India launched an audacious nuclear energy programme right after Independence. While India now has a robust nuclear industry, with a large number of indigenous reactors in action, the development of the nuclear submarine signifies very high technological attainment. Anand also describes the international resistance to share information and raw materials with India, especially since the country has not signed the Nuclear Non-proliferation Treaty (on the grounds that it was discriminatory). And again, after the underground test that India carried out at Pokaran.
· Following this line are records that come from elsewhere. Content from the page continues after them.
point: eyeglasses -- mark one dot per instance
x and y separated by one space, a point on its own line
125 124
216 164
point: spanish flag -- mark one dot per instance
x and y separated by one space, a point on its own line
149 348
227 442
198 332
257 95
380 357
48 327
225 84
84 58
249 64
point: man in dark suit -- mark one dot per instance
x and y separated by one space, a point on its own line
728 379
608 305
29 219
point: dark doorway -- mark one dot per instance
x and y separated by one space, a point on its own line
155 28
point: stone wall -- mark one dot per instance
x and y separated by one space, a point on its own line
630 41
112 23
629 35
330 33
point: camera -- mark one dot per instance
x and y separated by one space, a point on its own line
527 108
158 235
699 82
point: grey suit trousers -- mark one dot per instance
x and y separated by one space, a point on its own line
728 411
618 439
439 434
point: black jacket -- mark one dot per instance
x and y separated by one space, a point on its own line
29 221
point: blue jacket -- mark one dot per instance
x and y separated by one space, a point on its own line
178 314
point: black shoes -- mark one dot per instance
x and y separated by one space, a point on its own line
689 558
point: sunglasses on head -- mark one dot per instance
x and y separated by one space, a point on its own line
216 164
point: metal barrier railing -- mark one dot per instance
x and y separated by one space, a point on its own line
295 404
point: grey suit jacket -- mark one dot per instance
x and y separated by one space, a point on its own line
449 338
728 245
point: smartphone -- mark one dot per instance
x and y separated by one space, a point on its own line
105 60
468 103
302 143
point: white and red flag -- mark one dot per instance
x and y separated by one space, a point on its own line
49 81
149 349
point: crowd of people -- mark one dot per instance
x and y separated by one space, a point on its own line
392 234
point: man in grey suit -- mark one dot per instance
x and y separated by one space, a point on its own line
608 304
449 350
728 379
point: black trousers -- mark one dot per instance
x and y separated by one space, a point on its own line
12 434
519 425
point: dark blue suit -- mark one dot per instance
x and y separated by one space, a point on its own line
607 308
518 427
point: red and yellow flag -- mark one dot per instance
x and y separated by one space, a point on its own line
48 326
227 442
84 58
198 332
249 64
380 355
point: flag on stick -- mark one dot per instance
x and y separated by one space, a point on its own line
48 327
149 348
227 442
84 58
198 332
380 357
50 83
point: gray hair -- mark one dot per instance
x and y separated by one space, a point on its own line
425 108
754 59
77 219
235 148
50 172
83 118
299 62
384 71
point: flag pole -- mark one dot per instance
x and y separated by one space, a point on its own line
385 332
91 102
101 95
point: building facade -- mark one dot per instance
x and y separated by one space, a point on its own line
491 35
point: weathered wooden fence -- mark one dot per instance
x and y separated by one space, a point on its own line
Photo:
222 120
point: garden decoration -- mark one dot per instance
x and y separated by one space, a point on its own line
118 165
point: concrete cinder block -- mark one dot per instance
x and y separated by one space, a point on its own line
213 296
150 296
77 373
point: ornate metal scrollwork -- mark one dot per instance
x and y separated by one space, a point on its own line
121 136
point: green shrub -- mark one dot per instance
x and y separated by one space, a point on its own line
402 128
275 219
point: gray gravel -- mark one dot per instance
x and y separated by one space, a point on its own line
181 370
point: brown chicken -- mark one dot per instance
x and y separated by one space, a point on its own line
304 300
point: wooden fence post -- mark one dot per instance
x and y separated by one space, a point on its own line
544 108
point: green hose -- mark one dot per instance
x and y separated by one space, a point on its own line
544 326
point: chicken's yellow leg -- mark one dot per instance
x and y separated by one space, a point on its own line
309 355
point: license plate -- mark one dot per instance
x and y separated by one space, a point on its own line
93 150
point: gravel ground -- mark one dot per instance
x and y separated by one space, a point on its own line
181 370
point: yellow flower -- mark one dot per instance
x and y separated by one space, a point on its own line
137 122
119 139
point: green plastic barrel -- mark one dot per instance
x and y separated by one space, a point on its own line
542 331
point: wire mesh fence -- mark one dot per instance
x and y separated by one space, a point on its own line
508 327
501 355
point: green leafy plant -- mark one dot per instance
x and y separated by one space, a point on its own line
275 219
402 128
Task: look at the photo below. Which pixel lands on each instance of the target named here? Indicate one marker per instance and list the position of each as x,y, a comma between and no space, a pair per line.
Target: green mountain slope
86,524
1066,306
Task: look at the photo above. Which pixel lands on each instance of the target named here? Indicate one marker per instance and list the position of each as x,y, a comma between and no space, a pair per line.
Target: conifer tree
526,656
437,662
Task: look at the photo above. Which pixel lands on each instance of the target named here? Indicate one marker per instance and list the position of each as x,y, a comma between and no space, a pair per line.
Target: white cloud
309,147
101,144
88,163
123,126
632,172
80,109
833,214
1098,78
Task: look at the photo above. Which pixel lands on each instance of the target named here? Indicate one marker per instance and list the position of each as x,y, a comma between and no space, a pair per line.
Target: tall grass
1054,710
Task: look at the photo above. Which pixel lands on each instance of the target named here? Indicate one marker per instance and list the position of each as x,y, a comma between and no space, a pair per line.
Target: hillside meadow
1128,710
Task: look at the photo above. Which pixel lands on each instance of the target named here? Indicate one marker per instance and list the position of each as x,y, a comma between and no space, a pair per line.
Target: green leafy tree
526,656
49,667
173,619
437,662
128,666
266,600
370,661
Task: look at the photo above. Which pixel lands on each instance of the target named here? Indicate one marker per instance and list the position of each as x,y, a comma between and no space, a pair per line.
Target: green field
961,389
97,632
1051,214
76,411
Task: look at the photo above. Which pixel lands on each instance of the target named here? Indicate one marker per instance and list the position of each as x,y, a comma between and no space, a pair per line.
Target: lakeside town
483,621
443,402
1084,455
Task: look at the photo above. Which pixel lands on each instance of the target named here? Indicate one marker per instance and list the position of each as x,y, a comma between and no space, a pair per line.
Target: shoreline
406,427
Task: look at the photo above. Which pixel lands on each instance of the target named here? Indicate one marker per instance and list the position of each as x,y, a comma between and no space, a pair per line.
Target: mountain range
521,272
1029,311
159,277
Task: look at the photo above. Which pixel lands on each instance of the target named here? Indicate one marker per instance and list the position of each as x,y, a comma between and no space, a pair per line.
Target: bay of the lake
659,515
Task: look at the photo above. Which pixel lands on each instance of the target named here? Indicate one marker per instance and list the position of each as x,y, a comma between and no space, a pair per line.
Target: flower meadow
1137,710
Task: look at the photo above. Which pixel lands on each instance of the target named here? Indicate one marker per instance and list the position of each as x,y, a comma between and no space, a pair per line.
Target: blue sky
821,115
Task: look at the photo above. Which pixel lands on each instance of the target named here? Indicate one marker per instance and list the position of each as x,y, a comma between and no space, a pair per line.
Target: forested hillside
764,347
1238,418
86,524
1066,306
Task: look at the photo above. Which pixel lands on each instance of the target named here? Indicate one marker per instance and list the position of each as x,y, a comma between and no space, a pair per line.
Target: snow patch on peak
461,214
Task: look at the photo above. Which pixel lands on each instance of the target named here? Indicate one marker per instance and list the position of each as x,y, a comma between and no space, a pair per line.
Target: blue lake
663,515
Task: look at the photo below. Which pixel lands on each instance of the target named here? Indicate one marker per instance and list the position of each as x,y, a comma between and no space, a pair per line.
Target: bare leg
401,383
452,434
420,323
Anand’s book is a study and a first-hand account of what it takes for a team of essentially first-generation scientists and engineers of the Department of Atomic Energy, working with engineers of the Indian Navy, to discover and master a technology held close by countries that were more advanced by orders of magnitude. Anand reveals the working of the assorted talent that the department possesses in different areas of technology, the systems, method of assurance of safety and quality, and the synergy that developed with naval engineers. They enabled the mastery, in a few short years after they had the political go-ahead, of the complexities of a new technology in an unfamiliar setting.
On the one hand, the book describes the growth of the idea of the submarine itself and then of nuclear power. It also delves into the development of underwater nuclear propulsion, essentially a military application and hence not for sharing. And then it brings out the different challenges of the fuel, the design of systems, transfer of energy, the container, that the team faced and then the vision and confidence of the political leadership that allowed the team to give its best.
The book is a personal story, at once a historical narrative of the conquest of the underwater medium and a tribute to the organisation and the role of many individuals, dedicated, inspired and human.